Any entry in an allowed model list can be `*`. When `*` is present, every requested model matches that list.

* `["*"]` — allow every model
* `["gpt-4.1-mini", "*"]` — equivalent to `["*"]`, any model matches
* Combined with `not: true`, `["*"]` blocks every model

### Example rules

```json theme={null}
{
  "defaults": ["gpt-4.1-mini"],
  "metadata": {
    "customer_tier": {
      "enterprise": ["*"],
      "free": ["gpt-4.1-mini"]
    },
    "team": {
      "research": ["claude-3-7-sonnet", "gpt-4.1"]
    }
  }
}
```

In this example:

* Requests with no matching metadata default to `gpt-4.1-mini`
* Enterprise customers can access any model
* Free-tier customers are restricted to `gpt-4.1-mini`
* The research team can access `claude-3-7-sonnet` and `gpt-4.1`

### 2. Set a guardrail action

When you create the guardrail, set the action so failing requests are denied. In most cases you'll want:

* **Deny**: block the request when the model does not pass the rules

You can learn more about actions in the [Guardrails documentation](/product/guardrails#there-are-7-types-of-guardrail-actions).

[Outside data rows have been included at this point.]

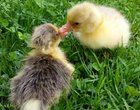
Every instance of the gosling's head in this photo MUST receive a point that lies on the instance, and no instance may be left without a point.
(44, 36)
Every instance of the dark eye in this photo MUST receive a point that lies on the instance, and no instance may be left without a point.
(76, 23)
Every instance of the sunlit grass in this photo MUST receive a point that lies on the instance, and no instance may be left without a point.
(104, 79)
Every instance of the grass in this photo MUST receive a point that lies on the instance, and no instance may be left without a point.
(101, 82)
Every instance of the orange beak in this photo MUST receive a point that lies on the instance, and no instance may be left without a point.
(63, 31)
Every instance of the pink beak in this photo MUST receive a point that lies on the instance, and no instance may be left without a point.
(63, 31)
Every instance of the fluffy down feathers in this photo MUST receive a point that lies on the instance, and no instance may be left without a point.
(97, 26)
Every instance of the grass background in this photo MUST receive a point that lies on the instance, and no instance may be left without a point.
(101, 81)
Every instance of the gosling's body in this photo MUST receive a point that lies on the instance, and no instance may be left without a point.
(99, 26)
(44, 76)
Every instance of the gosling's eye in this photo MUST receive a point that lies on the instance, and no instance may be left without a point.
(76, 23)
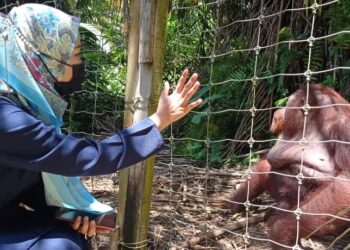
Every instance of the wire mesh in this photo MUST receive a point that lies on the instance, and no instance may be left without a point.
(181, 217)
(187, 221)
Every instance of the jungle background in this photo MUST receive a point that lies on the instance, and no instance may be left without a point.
(201, 34)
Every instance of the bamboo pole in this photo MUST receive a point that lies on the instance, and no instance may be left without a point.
(148, 20)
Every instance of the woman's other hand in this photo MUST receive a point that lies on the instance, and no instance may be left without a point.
(86, 227)
(175, 106)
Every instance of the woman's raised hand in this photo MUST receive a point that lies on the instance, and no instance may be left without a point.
(176, 105)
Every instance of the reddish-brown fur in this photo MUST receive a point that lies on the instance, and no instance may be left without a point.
(324, 195)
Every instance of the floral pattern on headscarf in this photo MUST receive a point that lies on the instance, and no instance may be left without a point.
(33, 31)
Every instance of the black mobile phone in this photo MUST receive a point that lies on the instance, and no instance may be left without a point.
(104, 221)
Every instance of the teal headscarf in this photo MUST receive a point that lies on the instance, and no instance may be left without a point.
(34, 38)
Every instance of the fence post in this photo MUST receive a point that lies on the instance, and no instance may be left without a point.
(147, 31)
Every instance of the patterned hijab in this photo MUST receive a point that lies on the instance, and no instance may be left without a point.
(33, 39)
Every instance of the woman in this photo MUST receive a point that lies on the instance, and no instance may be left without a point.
(39, 62)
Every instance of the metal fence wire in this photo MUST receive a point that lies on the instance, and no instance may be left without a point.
(200, 37)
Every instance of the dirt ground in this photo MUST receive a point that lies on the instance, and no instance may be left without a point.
(180, 218)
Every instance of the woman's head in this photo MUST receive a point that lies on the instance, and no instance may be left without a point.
(40, 45)
(52, 33)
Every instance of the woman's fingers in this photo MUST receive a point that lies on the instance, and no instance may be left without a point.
(194, 105)
(85, 226)
(103, 231)
(92, 229)
(182, 81)
(76, 223)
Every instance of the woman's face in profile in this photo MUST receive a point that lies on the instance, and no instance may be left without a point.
(75, 59)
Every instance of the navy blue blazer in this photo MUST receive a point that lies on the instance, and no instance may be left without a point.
(28, 147)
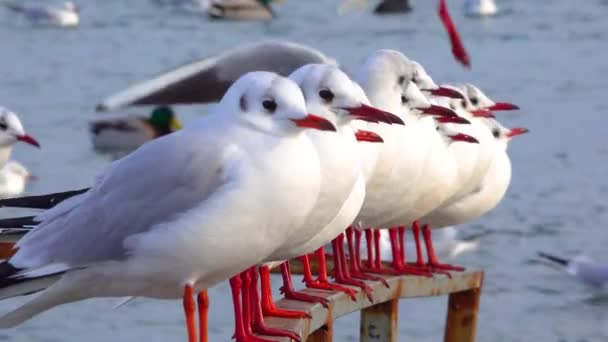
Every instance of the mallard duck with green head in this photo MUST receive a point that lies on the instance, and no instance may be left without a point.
(130, 132)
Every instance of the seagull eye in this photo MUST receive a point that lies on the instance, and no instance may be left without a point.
(270, 106)
(326, 95)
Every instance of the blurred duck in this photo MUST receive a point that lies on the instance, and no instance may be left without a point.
(241, 9)
(581, 267)
(480, 8)
(13, 179)
(128, 133)
(393, 6)
(65, 16)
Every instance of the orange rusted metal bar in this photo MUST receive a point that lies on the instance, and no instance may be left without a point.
(341, 305)
(461, 320)
(379, 322)
(323, 334)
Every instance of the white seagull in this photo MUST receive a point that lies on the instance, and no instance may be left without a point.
(221, 201)
(13, 179)
(65, 16)
(11, 131)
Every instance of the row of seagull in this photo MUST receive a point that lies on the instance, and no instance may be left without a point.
(68, 14)
(295, 154)
(472, 8)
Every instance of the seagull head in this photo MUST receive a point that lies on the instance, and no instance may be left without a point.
(11, 130)
(330, 93)
(426, 84)
(272, 104)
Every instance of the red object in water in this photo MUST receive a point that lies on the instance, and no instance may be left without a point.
(458, 49)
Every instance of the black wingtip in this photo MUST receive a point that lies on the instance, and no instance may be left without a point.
(557, 260)
(40, 201)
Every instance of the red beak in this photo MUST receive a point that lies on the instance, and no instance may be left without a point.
(517, 131)
(438, 110)
(453, 119)
(464, 137)
(368, 136)
(365, 112)
(26, 138)
(482, 113)
(502, 106)
(447, 92)
(315, 122)
(458, 49)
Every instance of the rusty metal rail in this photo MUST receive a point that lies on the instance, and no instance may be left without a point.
(379, 320)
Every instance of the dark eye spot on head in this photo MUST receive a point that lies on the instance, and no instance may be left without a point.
(243, 103)
(269, 105)
(326, 94)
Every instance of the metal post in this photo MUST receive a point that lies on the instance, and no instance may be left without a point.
(461, 322)
(379, 322)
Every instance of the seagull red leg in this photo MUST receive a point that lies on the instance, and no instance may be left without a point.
(190, 312)
(258, 325)
(268, 306)
(341, 271)
(203, 310)
(434, 263)
(354, 269)
(323, 283)
(290, 293)
(242, 330)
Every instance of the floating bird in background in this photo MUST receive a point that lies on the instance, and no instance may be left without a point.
(215, 74)
(13, 179)
(128, 133)
(582, 267)
(249, 156)
(65, 16)
(241, 9)
(393, 6)
(480, 8)
(11, 131)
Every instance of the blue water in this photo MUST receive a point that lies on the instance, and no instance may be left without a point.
(549, 57)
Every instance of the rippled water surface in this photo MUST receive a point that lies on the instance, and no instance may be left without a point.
(550, 57)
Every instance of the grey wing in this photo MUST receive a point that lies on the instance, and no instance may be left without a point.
(207, 80)
(154, 184)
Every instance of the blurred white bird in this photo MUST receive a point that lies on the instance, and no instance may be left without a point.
(582, 267)
(66, 16)
(11, 131)
(13, 179)
(480, 8)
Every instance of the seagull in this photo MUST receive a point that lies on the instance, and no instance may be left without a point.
(215, 74)
(333, 95)
(582, 267)
(128, 133)
(193, 227)
(13, 179)
(480, 8)
(65, 16)
(487, 194)
(11, 131)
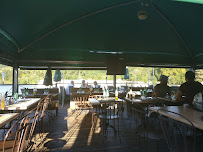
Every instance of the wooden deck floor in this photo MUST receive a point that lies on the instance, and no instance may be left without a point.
(72, 132)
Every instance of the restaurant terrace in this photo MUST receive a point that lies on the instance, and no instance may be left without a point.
(99, 35)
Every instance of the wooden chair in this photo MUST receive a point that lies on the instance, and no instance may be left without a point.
(179, 136)
(18, 140)
(144, 129)
(81, 101)
(110, 117)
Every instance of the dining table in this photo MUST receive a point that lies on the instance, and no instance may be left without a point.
(6, 118)
(21, 105)
(193, 115)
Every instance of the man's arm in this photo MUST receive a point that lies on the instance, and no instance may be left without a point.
(179, 96)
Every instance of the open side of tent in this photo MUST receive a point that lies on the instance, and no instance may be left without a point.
(85, 33)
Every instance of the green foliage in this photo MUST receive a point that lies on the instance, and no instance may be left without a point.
(135, 74)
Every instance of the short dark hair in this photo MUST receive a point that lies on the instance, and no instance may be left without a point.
(190, 75)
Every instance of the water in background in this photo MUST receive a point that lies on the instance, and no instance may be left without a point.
(8, 87)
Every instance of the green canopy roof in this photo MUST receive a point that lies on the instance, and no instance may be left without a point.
(86, 32)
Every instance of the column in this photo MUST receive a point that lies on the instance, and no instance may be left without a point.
(15, 79)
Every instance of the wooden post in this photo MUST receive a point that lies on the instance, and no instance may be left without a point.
(114, 82)
(15, 80)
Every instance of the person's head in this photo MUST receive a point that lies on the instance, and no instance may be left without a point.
(189, 76)
(163, 79)
(95, 83)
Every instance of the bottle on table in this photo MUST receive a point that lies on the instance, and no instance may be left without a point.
(2, 100)
(116, 95)
(107, 93)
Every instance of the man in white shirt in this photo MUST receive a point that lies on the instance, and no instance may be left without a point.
(68, 87)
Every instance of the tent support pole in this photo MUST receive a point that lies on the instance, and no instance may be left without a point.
(15, 80)
(114, 82)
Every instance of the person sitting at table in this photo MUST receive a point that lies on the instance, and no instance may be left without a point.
(162, 89)
(96, 85)
(190, 88)
(68, 89)
(84, 85)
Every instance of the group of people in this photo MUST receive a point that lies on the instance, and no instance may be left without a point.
(83, 85)
(189, 89)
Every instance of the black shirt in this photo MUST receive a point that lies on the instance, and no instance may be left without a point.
(162, 90)
(190, 89)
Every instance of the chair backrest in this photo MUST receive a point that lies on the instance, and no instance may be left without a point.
(177, 133)
(21, 137)
(80, 98)
(44, 105)
(140, 117)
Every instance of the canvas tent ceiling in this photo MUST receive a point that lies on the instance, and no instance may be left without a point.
(84, 33)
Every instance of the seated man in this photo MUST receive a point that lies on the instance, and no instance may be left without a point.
(162, 89)
(190, 88)
(84, 85)
(96, 85)
(68, 89)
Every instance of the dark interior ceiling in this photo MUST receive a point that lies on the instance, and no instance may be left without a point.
(84, 33)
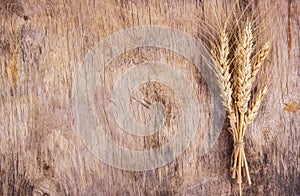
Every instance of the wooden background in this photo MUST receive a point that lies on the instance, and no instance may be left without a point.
(42, 43)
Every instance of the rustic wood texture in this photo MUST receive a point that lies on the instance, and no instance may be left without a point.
(42, 43)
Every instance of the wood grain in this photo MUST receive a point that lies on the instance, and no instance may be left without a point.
(42, 43)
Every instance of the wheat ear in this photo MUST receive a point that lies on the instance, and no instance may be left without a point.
(261, 56)
(224, 75)
(244, 69)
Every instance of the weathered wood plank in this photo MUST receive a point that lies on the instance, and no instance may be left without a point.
(42, 44)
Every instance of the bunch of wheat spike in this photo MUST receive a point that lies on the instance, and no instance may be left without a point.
(236, 65)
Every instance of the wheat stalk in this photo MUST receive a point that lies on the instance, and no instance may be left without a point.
(235, 86)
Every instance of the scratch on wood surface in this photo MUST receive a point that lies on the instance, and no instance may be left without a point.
(289, 27)
(292, 107)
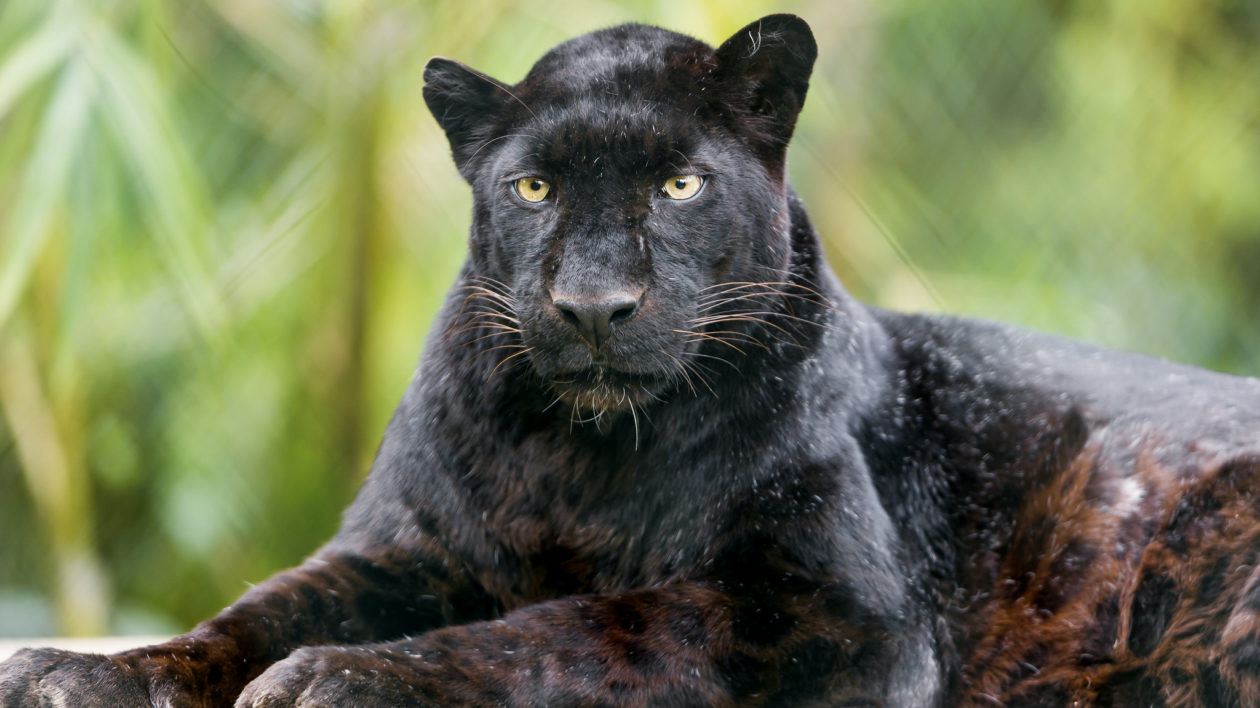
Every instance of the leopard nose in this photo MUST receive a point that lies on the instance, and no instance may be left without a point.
(594, 318)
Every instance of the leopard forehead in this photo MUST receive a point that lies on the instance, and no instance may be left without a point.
(628, 61)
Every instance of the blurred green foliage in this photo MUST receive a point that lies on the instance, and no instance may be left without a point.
(224, 227)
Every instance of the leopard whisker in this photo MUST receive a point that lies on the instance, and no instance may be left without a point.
(526, 350)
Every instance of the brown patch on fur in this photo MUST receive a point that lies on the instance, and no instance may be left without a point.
(1113, 599)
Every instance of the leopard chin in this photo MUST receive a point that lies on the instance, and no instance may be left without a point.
(600, 391)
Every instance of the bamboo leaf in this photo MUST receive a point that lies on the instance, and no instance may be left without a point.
(140, 122)
(32, 61)
(45, 184)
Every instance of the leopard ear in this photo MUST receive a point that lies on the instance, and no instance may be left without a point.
(465, 103)
(764, 73)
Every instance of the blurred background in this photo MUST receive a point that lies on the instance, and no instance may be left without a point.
(224, 227)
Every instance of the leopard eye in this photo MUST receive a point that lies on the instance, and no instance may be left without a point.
(532, 189)
(682, 187)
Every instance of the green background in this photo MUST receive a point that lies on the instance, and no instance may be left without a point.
(224, 228)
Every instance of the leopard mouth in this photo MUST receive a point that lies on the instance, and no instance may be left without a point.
(601, 389)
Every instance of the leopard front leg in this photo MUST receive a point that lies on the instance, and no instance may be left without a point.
(337, 597)
(674, 645)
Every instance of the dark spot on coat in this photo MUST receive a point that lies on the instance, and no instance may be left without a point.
(1153, 604)
(1130, 689)
(761, 624)
(744, 674)
(687, 626)
(1245, 655)
(1067, 573)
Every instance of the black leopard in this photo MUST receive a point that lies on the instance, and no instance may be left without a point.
(655, 455)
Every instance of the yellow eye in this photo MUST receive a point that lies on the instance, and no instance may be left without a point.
(533, 189)
(682, 187)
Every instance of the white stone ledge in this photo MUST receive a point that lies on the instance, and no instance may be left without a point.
(91, 645)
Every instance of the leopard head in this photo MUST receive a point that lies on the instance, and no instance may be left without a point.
(630, 202)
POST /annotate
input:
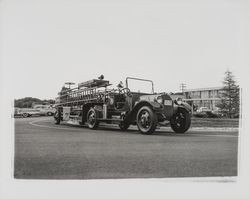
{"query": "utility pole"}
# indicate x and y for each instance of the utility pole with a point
(182, 87)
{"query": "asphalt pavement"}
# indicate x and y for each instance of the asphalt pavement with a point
(44, 150)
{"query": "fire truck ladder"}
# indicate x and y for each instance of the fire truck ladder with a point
(77, 97)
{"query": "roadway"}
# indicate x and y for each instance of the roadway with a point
(44, 150)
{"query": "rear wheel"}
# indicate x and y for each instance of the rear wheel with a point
(181, 121)
(146, 120)
(92, 121)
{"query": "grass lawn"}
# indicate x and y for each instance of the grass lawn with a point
(215, 122)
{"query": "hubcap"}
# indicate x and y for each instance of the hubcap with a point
(179, 120)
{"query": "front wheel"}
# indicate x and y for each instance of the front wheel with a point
(146, 120)
(92, 121)
(124, 126)
(181, 121)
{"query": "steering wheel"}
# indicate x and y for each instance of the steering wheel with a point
(125, 91)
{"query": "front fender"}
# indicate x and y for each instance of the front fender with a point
(132, 114)
(186, 106)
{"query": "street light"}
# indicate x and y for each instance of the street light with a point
(69, 83)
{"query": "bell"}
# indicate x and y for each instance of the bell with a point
(101, 77)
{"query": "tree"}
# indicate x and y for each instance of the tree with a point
(27, 102)
(230, 100)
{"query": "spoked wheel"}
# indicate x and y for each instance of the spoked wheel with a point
(92, 119)
(146, 120)
(49, 114)
(25, 115)
(57, 117)
(181, 121)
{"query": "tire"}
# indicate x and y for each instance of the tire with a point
(146, 120)
(181, 121)
(92, 122)
(57, 117)
(124, 126)
(25, 115)
(49, 114)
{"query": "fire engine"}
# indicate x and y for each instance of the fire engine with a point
(94, 101)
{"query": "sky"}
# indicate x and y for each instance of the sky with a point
(46, 43)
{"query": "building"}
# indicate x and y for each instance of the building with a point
(204, 97)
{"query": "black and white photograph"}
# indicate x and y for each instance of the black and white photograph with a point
(124, 99)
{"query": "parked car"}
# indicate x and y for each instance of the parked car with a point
(202, 109)
(26, 112)
(45, 109)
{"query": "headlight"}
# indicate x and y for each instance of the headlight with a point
(159, 100)
(179, 101)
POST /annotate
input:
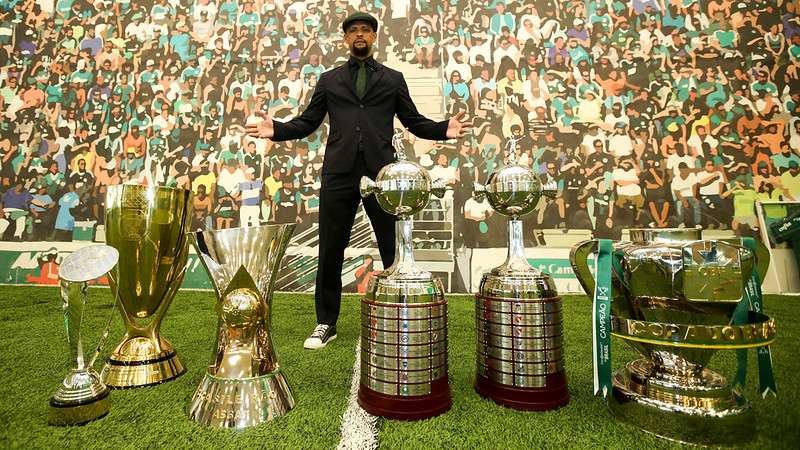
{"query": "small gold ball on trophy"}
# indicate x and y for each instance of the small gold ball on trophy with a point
(240, 308)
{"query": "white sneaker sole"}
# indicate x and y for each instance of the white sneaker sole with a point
(312, 345)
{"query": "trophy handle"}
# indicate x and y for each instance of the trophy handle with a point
(367, 187)
(579, 256)
(107, 330)
(478, 191)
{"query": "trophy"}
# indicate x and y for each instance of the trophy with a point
(676, 299)
(245, 385)
(520, 348)
(82, 397)
(403, 312)
(148, 226)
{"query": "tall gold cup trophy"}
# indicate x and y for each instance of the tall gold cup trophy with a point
(82, 397)
(148, 226)
(245, 385)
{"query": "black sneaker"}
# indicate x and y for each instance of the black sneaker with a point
(320, 337)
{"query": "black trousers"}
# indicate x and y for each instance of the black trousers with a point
(338, 203)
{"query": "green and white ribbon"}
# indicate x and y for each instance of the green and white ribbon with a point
(752, 300)
(601, 323)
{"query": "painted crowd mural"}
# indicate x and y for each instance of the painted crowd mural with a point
(646, 113)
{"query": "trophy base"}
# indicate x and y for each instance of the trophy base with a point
(63, 414)
(552, 397)
(407, 408)
(136, 363)
(709, 413)
(240, 402)
(81, 398)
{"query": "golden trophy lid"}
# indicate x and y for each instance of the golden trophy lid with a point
(88, 263)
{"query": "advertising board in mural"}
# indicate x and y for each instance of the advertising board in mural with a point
(645, 112)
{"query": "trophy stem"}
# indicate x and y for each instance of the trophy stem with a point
(404, 264)
(516, 262)
(73, 296)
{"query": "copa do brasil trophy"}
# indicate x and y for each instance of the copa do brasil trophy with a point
(82, 397)
(148, 225)
(676, 299)
(244, 385)
(519, 337)
(404, 311)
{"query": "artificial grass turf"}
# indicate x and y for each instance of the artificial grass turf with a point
(34, 361)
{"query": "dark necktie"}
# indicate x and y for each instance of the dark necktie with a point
(361, 79)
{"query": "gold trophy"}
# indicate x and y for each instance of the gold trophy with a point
(148, 226)
(82, 397)
(677, 299)
(245, 385)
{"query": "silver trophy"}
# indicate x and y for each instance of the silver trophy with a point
(82, 397)
(245, 385)
(404, 312)
(520, 349)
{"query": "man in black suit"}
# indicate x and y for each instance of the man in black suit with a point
(361, 98)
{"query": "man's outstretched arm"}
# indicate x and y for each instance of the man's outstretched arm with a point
(297, 128)
(423, 127)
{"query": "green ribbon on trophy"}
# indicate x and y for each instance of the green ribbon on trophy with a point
(601, 318)
(752, 301)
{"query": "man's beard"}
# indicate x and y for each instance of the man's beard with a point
(360, 52)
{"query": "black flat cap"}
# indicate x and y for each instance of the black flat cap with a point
(362, 16)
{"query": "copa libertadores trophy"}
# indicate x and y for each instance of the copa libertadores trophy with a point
(403, 312)
(520, 348)
(82, 397)
(148, 226)
(677, 299)
(245, 385)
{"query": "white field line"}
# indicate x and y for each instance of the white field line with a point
(359, 428)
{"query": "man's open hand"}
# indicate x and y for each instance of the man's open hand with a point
(456, 128)
(264, 129)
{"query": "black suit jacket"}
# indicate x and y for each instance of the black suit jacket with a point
(364, 125)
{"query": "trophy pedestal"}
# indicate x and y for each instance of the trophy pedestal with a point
(80, 399)
(553, 397)
(709, 413)
(240, 402)
(407, 408)
(136, 362)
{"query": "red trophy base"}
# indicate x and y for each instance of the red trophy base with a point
(407, 408)
(552, 397)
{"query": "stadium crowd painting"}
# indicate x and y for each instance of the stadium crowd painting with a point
(647, 112)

### 3. Attach the guardrail

Once the guardrail is saved, you'll get a Guardrail ID. You can apply it in any of these ways:

* Add it to `input_guardrails` in a [Portkey Config](/product/ai-gateway/configs)
* Attach it to a [Workspace](/product/enterprise-offering/org-management/workspaces) so it applies to all requests in that workspace
* Attach it as an [Org Guardrail](/product/guardrails) so it applies across the entire organization

Example config:

```json theme={null}
{
  "input_guardrails": ["guardrails-id-xxx"]
}
```

<Tip>
  For complete coverage, attach Model Rules as an **Org Guardrail**. This ensures every request across all workspaces is subject to your model access policies, regardless of how individual configs are set up.
</Tip>

### 4. Make a request with metadata

Send request metadata so the guardrail can resolve the correct model list.

```sh theme={null}
curl https://api.portkey.ai/v1/chat/completions \
  -H "Content-Type: application/json" \
  -H "Authorization: Bearer $OPENAI_API_KEY" \
  -H "x-portkey-api-key: $PORTKEY_API_KEY" \
  -H "x-portkey-config: $CONFIG_ID" \
  -H 'x-portkey-metadata: {"customer_tier":"enterprise","team":"research"}' \
  -d '{
    "model": "claude-3-7-sonnet",
    "messages": [{
      "role": "user",
      "content": "Hello!"
    }]
  }'
```

In this example, the guardrail resolves the allowed model list from the `customer_tier: enterprise` metadata (which allows `*`), so the request for `claude-3-7-sonnet` is permitted.